Single by Roxy Dekker

from the album Mama I Made It
- Released: 4 April 2024
- Genre: Nederpop
- Length: 2:11
- Label: Warner Music Benelux
- Songwriters: Beer Petrie; Julian Vahle; Renske te Buck; Roxy Dekker;
- Producer: Julian Vahle;

Roxy Dekker singles chronology
| "Satisfyer" (2024) | "Sugardaddy" (2024) | "Huisfeestje" (2024) |

= Sugardaddy (song) =

2024 single by Roxy Dekker

"Sugardaddy" is a song by Dutch singer and songwriter Roxy Dekker. The single was released on 4 April 2024 as the third single from her debut studio album, Mama I Made It.

==Background==
Sugardaddy was written by Julian Vahle, Beer Petrie, Renske te Buck and Roxy Dekker. It is a song in the Nederpop genre. The song was written at a writing camp in Friesland. Prior to the release, Dekker teased the song for five weeks. She did this on the TikTok platform and at various festivals. At the Paaspop festival, the song was well received and sung along to the loudest of all Dekker's songs. On 4 April 2024, Dekker released the song on Domien Verschuuren's afternoon show at Qmusic. That same evening, she was also a guest on the talk show Beau.

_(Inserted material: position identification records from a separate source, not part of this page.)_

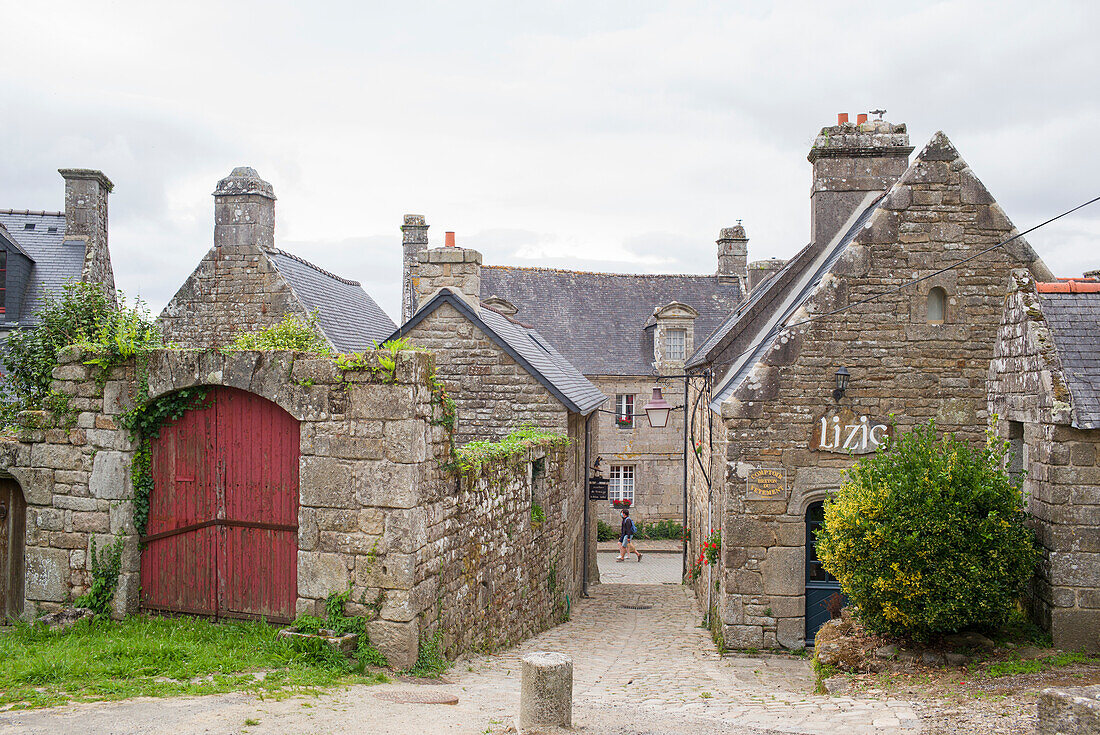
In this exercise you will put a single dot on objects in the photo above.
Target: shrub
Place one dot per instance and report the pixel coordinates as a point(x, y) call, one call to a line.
point(293, 332)
point(81, 314)
point(927, 536)
point(106, 567)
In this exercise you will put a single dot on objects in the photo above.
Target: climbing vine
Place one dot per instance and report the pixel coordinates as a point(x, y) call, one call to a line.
point(143, 421)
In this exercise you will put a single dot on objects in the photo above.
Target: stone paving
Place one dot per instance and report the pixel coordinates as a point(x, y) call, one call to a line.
point(641, 646)
point(652, 569)
point(644, 668)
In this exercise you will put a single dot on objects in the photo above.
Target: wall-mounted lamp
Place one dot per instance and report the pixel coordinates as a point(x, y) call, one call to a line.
point(843, 379)
point(657, 410)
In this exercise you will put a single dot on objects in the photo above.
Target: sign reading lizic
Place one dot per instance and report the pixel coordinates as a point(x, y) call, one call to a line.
point(597, 489)
point(767, 483)
point(842, 431)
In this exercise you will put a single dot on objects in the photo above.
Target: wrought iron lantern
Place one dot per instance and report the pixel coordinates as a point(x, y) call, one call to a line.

In the song, Dekker turns the tables. A 'sugardaddy' is a man who pays for everything for a woman. In the song, however, Dekker sings that she, as a woman, will pay for this for her boyfriend. This is expressed, among other things, when Dekker sings about 'Roxy Ro pays the bill', which is a nod to a joke within Dekker's group of friends. This makes Dekker the 'sugardaddy'.

Sugardaddy immediately reached the first place in the Top 50 of most streamed songs on the music platform Spotify with several hundred thousand streams. On iTunes, the song managed to reach the first place in the download list. On YouTube, the song became trending, despite the fact that listeners only get to see Dekker's side.

==Commercial performance==
On 12 April 2024, Sugardaddy entered the Dutch Top 40 in first place in the first week that the song was on the list. It thus became Dekker's first number 1 hit in the Top 40.

== Charts ==
=== Weekly charts ===

Weekly chart performance for "Sugardaddy"
| Chart (2024) | Peak position |
|---|---|
| Belgium (Ultratop 50 Flanders) | 8 |
| Netherlands (Dutch Top 40) | 1 |
| Netherlands (Single Top 100) | 1 |

=== Year-end charts ===

Year-end chart performance for "Sugardaddy"
| Chart (2025) | Position |
|---|---|
| Belgium (Ultratop 50 Flanders) | 104 |

==Certifications==

| Region | Certification | Certified units/sales |
| Netherlands (NVPI) | Diamond | 232,500^{‡} |
^{‡} Sales+streaming figures based on certification alone.